Günter Förg setzt sich in seinem malerischen und fotografischen Werk mit Fläche, Struktur, Proportion und Materialität auseinander.
Sein formaler Purismus ist von der architektonischen Moderne des frühen 20. Jahrhunderts beeinflusst. Die streng vertikalen
Rechtecke der Arbeit "Farbfeld" werden malerisch unterschiedlich behandelt. Der Blick des Betrachters wird so auf die feinen
Unterschiede der Malgründe und Bildflächen gelenkt.
Minimalismus und formale Strenge bestimmen auch frühe Arbeiten von Frank Stella. Bei Stella sprengen die monochromen geometrischen
Formen das Rechteck des Bildes. Sie geben dem collagierten Bildkörper Dynamik. Seit den 80er Jahren transformieren sich die
dynamischen Farbflächen auch zu dreidimensionalen Raum-Objekten.

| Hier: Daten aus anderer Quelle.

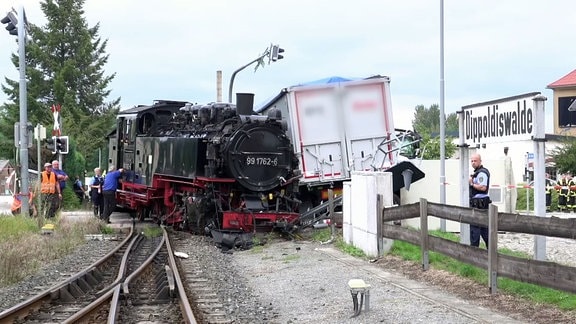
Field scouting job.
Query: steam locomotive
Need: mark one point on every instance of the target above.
(206, 167)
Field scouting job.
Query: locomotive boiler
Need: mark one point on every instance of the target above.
(206, 167)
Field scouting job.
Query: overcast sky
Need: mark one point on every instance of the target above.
(171, 49)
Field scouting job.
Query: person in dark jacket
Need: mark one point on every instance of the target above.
(95, 187)
(109, 188)
(479, 183)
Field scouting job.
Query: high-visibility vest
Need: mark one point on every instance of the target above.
(48, 182)
(17, 202)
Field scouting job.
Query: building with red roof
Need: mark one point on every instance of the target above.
(564, 104)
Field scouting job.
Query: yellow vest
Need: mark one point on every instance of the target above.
(48, 183)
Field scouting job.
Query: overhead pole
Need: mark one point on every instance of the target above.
(23, 111)
(442, 119)
(273, 52)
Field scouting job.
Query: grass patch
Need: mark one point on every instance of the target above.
(325, 234)
(534, 293)
(24, 250)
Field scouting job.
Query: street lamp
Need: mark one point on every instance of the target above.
(16, 26)
(273, 53)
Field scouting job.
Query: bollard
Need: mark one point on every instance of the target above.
(359, 286)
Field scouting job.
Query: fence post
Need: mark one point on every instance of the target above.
(379, 231)
(424, 233)
(493, 248)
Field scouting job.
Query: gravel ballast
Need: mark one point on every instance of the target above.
(306, 282)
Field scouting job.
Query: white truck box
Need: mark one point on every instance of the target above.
(337, 127)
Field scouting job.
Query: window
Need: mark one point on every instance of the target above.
(566, 118)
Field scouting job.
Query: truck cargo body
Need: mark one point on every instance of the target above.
(338, 127)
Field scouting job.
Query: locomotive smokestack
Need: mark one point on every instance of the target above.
(244, 103)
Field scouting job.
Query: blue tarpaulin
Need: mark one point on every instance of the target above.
(334, 79)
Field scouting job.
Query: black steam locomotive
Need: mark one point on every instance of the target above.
(201, 167)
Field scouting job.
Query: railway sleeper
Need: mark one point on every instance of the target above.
(165, 284)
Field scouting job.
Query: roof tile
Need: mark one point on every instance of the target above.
(568, 80)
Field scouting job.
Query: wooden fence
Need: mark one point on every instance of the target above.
(543, 273)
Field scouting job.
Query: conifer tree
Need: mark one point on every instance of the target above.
(65, 65)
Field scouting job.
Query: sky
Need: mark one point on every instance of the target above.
(172, 49)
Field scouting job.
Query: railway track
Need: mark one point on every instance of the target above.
(137, 281)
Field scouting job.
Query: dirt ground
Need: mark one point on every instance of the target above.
(515, 307)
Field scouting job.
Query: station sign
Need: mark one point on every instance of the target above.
(502, 120)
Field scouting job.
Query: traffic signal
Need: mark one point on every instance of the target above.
(51, 144)
(275, 53)
(62, 144)
(12, 21)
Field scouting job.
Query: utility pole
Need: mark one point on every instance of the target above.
(442, 120)
(274, 54)
(16, 25)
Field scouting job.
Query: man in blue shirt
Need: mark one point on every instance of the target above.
(109, 191)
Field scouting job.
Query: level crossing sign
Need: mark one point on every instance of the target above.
(56, 113)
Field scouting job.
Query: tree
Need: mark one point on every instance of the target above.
(427, 124)
(427, 120)
(65, 62)
(565, 156)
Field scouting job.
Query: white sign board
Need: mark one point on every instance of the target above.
(502, 120)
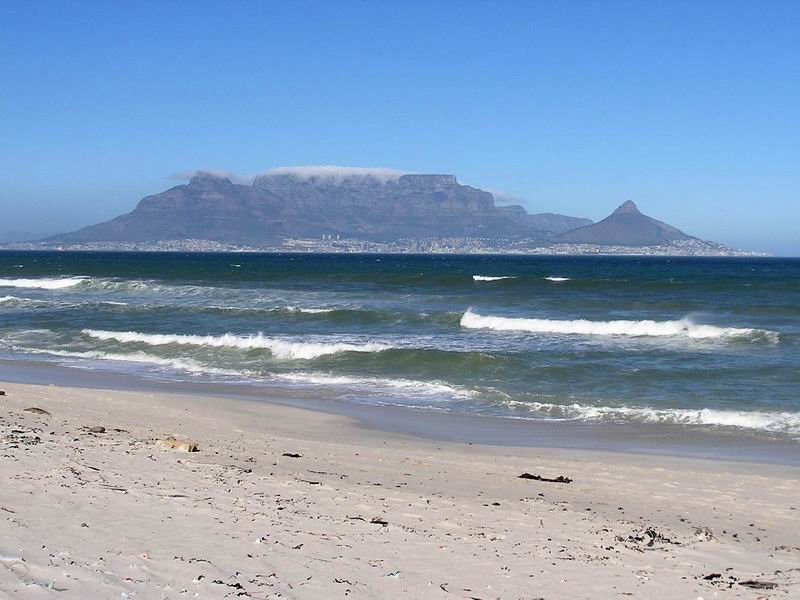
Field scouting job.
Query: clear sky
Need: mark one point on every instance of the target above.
(690, 108)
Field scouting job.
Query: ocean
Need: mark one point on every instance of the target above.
(705, 344)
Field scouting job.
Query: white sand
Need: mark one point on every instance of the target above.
(113, 515)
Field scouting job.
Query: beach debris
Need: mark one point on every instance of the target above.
(649, 537)
(181, 446)
(704, 534)
(559, 479)
(308, 481)
(759, 585)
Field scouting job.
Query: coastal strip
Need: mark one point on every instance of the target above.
(103, 496)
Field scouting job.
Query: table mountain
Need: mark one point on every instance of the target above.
(288, 204)
(626, 226)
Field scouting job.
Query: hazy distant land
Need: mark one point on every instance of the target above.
(317, 209)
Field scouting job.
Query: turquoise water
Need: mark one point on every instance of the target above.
(706, 343)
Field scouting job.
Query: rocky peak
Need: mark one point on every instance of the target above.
(627, 208)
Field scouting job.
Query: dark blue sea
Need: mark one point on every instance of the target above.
(707, 344)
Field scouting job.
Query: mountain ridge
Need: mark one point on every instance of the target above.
(282, 205)
(626, 226)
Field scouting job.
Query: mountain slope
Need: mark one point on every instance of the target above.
(626, 226)
(291, 204)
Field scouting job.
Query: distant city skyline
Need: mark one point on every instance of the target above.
(689, 109)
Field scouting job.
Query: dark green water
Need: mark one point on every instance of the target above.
(707, 343)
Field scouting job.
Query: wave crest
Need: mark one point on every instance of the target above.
(491, 277)
(279, 348)
(775, 422)
(44, 283)
(645, 328)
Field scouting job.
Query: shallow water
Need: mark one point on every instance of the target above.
(704, 344)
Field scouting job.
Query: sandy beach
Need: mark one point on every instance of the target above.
(282, 502)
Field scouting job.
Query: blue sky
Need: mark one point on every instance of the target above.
(692, 109)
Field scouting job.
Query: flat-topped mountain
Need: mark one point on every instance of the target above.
(626, 226)
(308, 202)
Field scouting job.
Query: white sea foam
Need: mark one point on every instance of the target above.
(491, 277)
(182, 364)
(311, 311)
(409, 386)
(279, 348)
(43, 283)
(645, 328)
(777, 422)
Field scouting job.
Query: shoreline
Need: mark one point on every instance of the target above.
(363, 513)
(729, 445)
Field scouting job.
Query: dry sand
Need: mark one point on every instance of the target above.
(361, 513)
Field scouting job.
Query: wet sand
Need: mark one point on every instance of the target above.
(362, 512)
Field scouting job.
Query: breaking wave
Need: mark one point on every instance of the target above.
(775, 422)
(491, 277)
(44, 283)
(410, 386)
(182, 364)
(645, 328)
(279, 348)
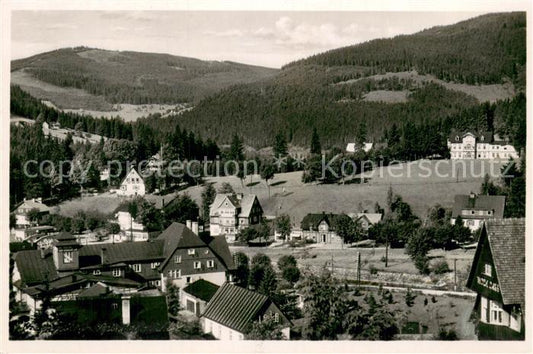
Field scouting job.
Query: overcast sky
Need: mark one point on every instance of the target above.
(261, 38)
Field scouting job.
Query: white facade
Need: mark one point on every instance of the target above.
(492, 312)
(132, 185)
(222, 332)
(469, 147)
(217, 278)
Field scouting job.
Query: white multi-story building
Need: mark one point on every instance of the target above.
(132, 185)
(483, 146)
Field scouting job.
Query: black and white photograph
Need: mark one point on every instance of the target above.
(287, 177)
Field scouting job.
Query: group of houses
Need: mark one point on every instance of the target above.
(200, 266)
(480, 146)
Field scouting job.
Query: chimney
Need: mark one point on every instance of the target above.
(103, 255)
(126, 310)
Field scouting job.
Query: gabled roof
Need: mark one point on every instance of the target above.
(132, 173)
(235, 307)
(506, 239)
(243, 203)
(313, 220)
(32, 204)
(96, 290)
(372, 218)
(479, 202)
(202, 289)
(247, 203)
(35, 269)
(219, 246)
(178, 236)
(121, 252)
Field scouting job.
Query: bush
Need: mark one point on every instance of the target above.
(373, 270)
(449, 334)
(441, 267)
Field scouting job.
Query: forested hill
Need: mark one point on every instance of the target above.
(482, 50)
(137, 78)
(346, 95)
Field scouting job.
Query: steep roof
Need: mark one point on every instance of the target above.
(313, 220)
(243, 203)
(507, 243)
(178, 235)
(373, 218)
(121, 252)
(506, 239)
(219, 246)
(247, 203)
(32, 204)
(96, 290)
(35, 269)
(235, 307)
(132, 173)
(479, 202)
(202, 289)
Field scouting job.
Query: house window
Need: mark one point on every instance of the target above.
(174, 273)
(487, 270)
(496, 313)
(68, 257)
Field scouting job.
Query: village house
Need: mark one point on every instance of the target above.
(30, 208)
(230, 213)
(482, 146)
(354, 147)
(177, 255)
(195, 297)
(320, 228)
(498, 277)
(366, 220)
(232, 311)
(132, 185)
(131, 229)
(475, 209)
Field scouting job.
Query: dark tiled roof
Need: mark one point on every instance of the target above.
(507, 244)
(313, 220)
(35, 269)
(96, 290)
(479, 202)
(202, 289)
(121, 252)
(235, 307)
(178, 235)
(219, 246)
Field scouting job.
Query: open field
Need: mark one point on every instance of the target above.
(400, 268)
(418, 187)
(104, 203)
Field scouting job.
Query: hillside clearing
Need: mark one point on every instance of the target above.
(289, 195)
(483, 93)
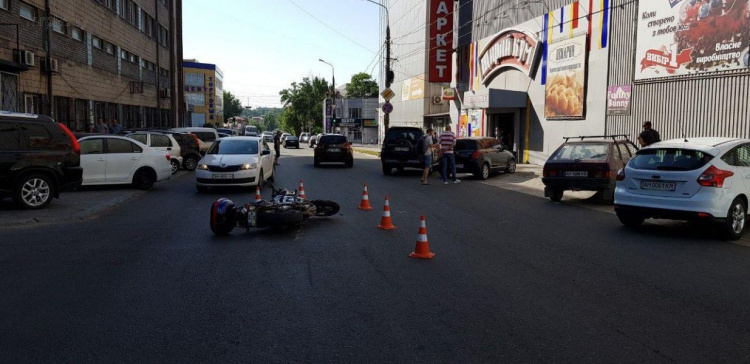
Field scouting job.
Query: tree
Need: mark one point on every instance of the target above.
(362, 86)
(232, 106)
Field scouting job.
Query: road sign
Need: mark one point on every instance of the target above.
(387, 107)
(387, 94)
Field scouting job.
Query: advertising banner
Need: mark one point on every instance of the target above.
(566, 79)
(688, 37)
(618, 100)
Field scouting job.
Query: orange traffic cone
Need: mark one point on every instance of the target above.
(385, 221)
(422, 249)
(365, 205)
(301, 193)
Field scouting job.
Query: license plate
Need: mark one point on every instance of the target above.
(658, 185)
(576, 174)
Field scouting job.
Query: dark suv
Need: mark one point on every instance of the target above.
(38, 159)
(401, 149)
(587, 164)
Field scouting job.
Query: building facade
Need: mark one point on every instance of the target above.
(82, 60)
(535, 72)
(203, 93)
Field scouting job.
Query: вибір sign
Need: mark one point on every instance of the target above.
(441, 41)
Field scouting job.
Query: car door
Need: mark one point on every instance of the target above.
(123, 157)
(93, 160)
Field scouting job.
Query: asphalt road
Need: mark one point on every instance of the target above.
(515, 279)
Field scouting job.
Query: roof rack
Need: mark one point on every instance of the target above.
(613, 137)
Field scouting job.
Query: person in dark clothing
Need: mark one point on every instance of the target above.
(277, 146)
(648, 136)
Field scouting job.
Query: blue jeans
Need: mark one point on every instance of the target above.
(448, 157)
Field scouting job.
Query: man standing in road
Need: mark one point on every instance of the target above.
(648, 136)
(447, 142)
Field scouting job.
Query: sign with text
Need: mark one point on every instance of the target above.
(566, 79)
(441, 41)
(678, 38)
(618, 100)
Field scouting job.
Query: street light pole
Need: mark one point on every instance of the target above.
(388, 72)
(333, 81)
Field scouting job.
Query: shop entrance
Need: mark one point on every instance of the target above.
(502, 126)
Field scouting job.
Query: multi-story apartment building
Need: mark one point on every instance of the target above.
(81, 60)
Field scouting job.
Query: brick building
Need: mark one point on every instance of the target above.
(96, 58)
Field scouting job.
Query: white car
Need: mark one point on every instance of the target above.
(235, 161)
(163, 142)
(111, 159)
(693, 179)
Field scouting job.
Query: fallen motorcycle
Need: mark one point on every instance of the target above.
(285, 209)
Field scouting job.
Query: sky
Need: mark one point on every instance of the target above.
(262, 46)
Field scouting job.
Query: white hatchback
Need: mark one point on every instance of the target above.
(235, 161)
(694, 179)
(111, 159)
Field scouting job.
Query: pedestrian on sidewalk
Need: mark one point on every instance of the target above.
(447, 142)
(428, 143)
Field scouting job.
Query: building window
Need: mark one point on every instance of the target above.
(76, 33)
(27, 11)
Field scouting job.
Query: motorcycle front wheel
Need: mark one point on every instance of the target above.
(325, 207)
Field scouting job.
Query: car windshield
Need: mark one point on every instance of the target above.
(669, 159)
(582, 151)
(234, 146)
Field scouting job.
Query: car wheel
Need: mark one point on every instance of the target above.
(511, 168)
(33, 192)
(630, 219)
(175, 165)
(556, 195)
(734, 226)
(144, 179)
(190, 163)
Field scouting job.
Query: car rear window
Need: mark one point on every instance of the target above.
(234, 146)
(332, 139)
(669, 159)
(587, 151)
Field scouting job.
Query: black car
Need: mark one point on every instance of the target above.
(38, 159)
(589, 163)
(483, 156)
(333, 148)
(402, 149)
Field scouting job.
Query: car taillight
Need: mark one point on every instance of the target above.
(621, 174)
(76, 145)
(714, 177)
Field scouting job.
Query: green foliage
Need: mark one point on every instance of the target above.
(232, 106)
(362, 86)
(303, 105)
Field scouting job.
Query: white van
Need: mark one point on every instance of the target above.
(207, 136)
(251, 130)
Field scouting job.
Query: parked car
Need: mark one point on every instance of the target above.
(333, 148)
(482, 156)
(161, 141)
(206, 136)
(235, 161)
(700, 179)
(402, 148)
(38, 159)
(112, 159)
(589, 163)
(291, 141)
(304, 138)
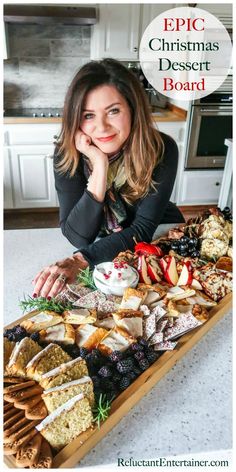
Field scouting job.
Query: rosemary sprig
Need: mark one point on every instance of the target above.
(101, 409)
(85, 276)
(42, 303)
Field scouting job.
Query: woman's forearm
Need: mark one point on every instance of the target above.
(98, 180)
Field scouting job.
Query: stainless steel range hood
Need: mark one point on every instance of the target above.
(44, 14)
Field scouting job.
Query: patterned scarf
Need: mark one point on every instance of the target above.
(114, 208)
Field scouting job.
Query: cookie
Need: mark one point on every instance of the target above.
(17, 415)
(14, 446)
(27, 403)
(19, 386)
(28, 454)
(45, 457)
(15, 427)
(13, 380)
(38, 412)
(21, 432)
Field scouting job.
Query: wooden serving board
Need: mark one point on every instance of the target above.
(78, 448)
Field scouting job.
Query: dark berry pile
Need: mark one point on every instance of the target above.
(114, 373)
(186, 246)
(17, 333)
(227, 214)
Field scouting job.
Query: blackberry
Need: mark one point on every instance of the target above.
(151, 356)
(139, 355)
(107, 384)
(136, 347)
(96, 381)
(83, 352)
(126, 365)
(35, 337)
(115, 356)
(143, 343)
(116, 377)
(105, 371)
(124, 383)
(143, 364)
(136, 370)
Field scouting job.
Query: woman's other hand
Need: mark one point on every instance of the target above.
(52, 279)
(83, 144)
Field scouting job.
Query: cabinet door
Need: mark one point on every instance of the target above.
(32, 176)
(8, 198)
(117, 32)
(200, 187)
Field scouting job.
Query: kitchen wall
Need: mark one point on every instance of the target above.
(43, 61)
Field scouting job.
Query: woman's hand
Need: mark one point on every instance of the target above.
(83, 144)
(52, 279)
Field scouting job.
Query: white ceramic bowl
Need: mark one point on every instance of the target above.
(113, 289)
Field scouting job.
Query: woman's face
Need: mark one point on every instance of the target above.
(106, 118)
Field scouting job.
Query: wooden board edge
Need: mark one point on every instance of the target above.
(75, 451)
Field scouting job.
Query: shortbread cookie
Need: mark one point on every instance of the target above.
(29, 454)
(22, 353)
(41, 320)
(13, 447)
(21, 432)
(17, 415)
(38, 412)
(45, 457)
(49, 358)
(27, 403)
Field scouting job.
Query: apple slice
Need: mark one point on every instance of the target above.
(185, 277)
(171, 274)
(196, 284)
(142, 270)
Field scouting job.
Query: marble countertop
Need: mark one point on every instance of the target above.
(187, 412)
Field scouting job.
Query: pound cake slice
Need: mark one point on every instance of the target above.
(7, 351)
(41, 320)
(71, 370)
(61, 333)
(66, 422)
(55, 397)
(49, 358)
(22, 353)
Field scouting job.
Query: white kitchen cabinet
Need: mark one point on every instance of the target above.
(200, 187)
(28, 178)
(7, 188)
(117, 32)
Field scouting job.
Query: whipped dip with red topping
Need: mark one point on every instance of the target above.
(114, 275)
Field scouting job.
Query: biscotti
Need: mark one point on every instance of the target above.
(66, 422)
(71, 370)
(61, 333)
(55, 397)
(49, 358)
(41, 320)
(8, 347)
(22, 353)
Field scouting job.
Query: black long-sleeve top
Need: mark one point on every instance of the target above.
(81, 215)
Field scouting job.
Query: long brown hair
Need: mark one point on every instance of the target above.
(144, 147)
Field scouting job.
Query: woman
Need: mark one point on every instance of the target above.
(114, 172)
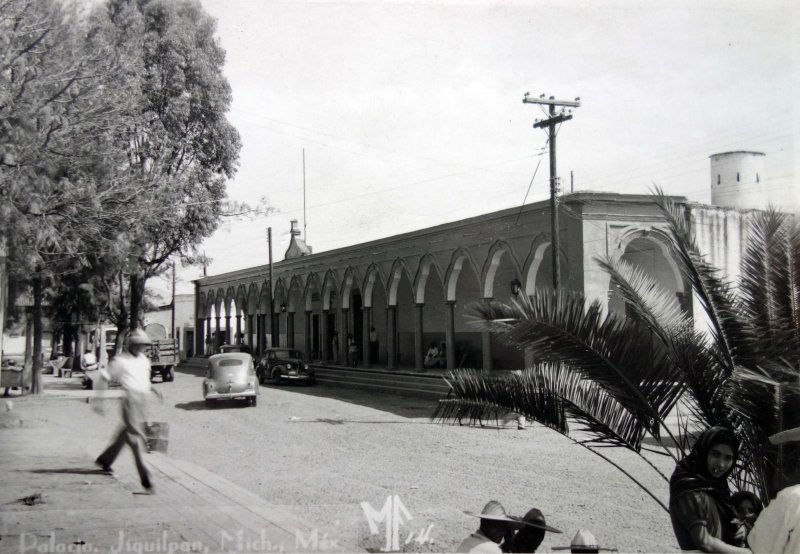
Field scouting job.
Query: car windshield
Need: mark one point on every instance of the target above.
(285, 353)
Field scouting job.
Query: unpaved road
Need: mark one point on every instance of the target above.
(323, 452)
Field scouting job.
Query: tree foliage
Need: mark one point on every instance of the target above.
(618, 378)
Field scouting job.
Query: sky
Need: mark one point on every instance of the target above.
(410, 114)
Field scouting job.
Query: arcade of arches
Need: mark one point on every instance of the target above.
(414, 288)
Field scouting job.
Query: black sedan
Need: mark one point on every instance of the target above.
(284, 364)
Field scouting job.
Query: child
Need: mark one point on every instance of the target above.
(747, 507)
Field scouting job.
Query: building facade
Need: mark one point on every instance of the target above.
(416, 288)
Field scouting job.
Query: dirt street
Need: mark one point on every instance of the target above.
(336, 457)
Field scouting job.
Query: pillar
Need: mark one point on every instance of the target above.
(419, 354)
(307, 339)
(486, 345)
(450, 334)
(365, 325)
(326, 343)
(391, 337)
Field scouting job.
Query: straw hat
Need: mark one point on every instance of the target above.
(138, 336)
(495, 511)
(584, 541)
(790, 435)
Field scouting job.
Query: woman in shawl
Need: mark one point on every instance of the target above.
(699, 497)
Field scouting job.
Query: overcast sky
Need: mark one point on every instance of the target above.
(411, 113)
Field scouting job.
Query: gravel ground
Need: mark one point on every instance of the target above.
(323, 452)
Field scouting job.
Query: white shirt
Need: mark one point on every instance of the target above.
(132, 372)
(777, 528)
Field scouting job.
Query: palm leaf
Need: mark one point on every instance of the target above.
(559, 327)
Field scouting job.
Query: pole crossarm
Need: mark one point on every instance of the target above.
(560, 118)
(552, 101)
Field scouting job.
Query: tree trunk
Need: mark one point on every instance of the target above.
(36, 386)
(122, 323)
(137, 293)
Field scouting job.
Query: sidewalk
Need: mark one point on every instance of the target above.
(77, 508)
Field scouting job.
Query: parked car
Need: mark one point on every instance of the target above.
(230, 376)
(284, 364)
(227, 348)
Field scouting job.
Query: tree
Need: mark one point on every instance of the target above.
(180, 148)
(618, 378)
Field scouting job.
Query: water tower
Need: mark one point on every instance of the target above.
(737, 180)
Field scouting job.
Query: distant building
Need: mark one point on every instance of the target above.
(414, 288)
(184, 322)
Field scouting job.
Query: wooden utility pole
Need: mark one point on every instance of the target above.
(551, 123)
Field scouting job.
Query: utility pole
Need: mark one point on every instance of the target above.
(551, 122)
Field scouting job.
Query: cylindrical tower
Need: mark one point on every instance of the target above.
(737, 180)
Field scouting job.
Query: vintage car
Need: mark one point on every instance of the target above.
(284, 364)
(230, 376)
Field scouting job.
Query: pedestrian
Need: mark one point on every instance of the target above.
(373, 345)
(352, 351)
(699, 497)
(131, 369)
(584, 543)
(530, 535)
(777, 528)
(495, 525)
(335, 347)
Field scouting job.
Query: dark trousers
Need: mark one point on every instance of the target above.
(132, 434)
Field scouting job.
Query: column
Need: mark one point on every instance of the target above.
(450, 334)
(326, 343)
(345, 330)
(419, 354)
(486, 345)
(391, 337)
(365, 325)
(307, 339)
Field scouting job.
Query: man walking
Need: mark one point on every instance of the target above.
(132, 370)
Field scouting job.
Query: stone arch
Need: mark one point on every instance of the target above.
(350, 277)
(533, 264)
(460, 255)
(373, 275)
(397, 271)
(427, 262)
(493, 258)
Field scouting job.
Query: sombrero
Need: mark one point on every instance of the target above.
(584, 541)
(495, 511)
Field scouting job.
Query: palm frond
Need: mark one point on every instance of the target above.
(770, 285)
(559, 327)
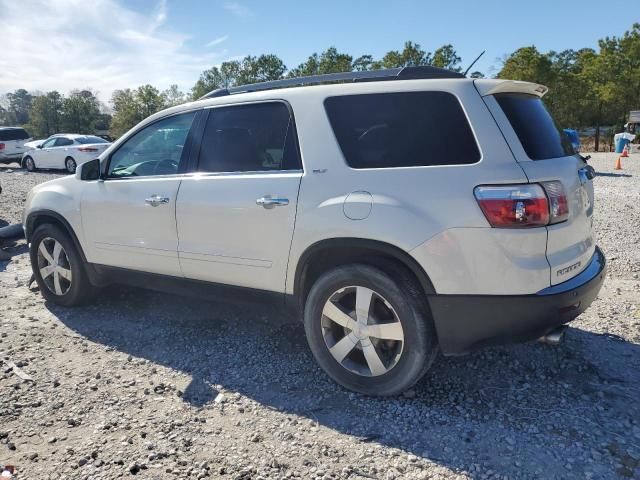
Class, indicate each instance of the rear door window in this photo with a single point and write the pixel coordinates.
(249, 138)
(407, 129)
(538, 133)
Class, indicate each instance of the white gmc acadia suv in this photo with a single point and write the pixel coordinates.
(399, 212)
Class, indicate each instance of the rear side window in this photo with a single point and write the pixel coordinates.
(407, 129)
(14, 134)
(63, 142)
(249, 138)
(539, 135)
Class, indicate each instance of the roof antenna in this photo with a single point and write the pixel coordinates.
(473, 63)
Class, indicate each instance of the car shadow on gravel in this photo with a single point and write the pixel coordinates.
(546, 411)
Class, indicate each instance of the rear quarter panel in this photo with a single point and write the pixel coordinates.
(409, 205)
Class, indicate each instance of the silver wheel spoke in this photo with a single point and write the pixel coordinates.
(65, 273)
(56, 283)
(46, 271)
(57, 248)
(373, 360)
(341, 349)
(385, 331)
(47, 256)
(334, 313)
(363, 304)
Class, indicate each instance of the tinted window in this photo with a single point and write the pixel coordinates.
(14, 134)
(249, 138)
(49, 143)
(90, 139)
(402, 130)
(536, 130)
(63, 142)
(155, 150)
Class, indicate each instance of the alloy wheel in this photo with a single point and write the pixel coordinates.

Peter Halley fügt grellbunte und mit industriellen Dekor-Farben gemalte Kompositionen zu geschlossenen Systemen. Formal dazu
angeregt wurde Halley durch die "Ästhetik" von Gefängniszellen und organischen Kreislaufsystemen.
"Was mir daran gefällt, mit einer geschlossenen, begrenzten Anzahl von Elementen zu arbeiten, ist die Tatsache, dass ich,
ohne das System zu verändern, über die Jahre hinweg sehen kann, wie ich dieses System eingesetzt habe um unterschiedliche
Dinge auszudrücken, weil ich mich selbst verändert habe."
(Peter Halley)
Lucio Fontana zerschneidet im "Concetto spaziale" die monochrome Fläche des Bildes "in Realita". Der Einschnitt ist eine Zerstörung
der Malerei. Die monochrom betonte Zweidimensionalität der traditionell dem Scheinraum dienenden Malerei wird zum real räumlichen
Objekt. Der Raum hinter dem Bild wird sichtbar. Die Form ist nicht gemalt, sie entsteht durch einen bewussten Akt der Verletzung,
der mit hoher ästhetischer Qualität gesetzt wird. Eine ähnliche Position vertrat der Kärntner Hans Bischoffshausen, ein Freund
Fontanas und ebenso wie dieser Mitglied der Gruppe ZERO AVANTGARDE.
Bischoffshausen entwickelte seine sogenannten "Struktur Reliefs" in den 60er Jahren in Paris. Monochrome Flächen werden derart
bearbeitet, dass reliefartige, manchmal auch eingeschnittene Formen entstehen, die Strukturen bilden. Die Arbeiten von Bischoffshausen
sind von minimalistischer Strenge. Als eine Auflösung der Trennung von Bild und Raum lässt sich die plastische Erweiterung
der Bildflächen beobachten. Dieser künstlerische Ansatz fand in Österreich keine Entsprechung und wurde kaum geschätzt.
Andreas Hoffer
VON DER AKTION ZUM AKTIONISMUS
Galerie 5
Auf den subjektiven Entäußerungen eigener Befindlichkeiten in der abstrakten, informellen Malerei und den Aktionen des Tachismus
baute Anfang der 60er Jahre der "Wiener Aktionismus" auf, die österreichische Variante von "Happening" und "Fluxus". Auch
Günter Brus und Alfons Schilling kommen von der gestischen Malerei. Bei Schilling führt das zu raumgreifender Malerei: Die
Übertragung der Körperbewegung auf die Bildfläche wird, wie in dem Rotationsbild, sichtbar.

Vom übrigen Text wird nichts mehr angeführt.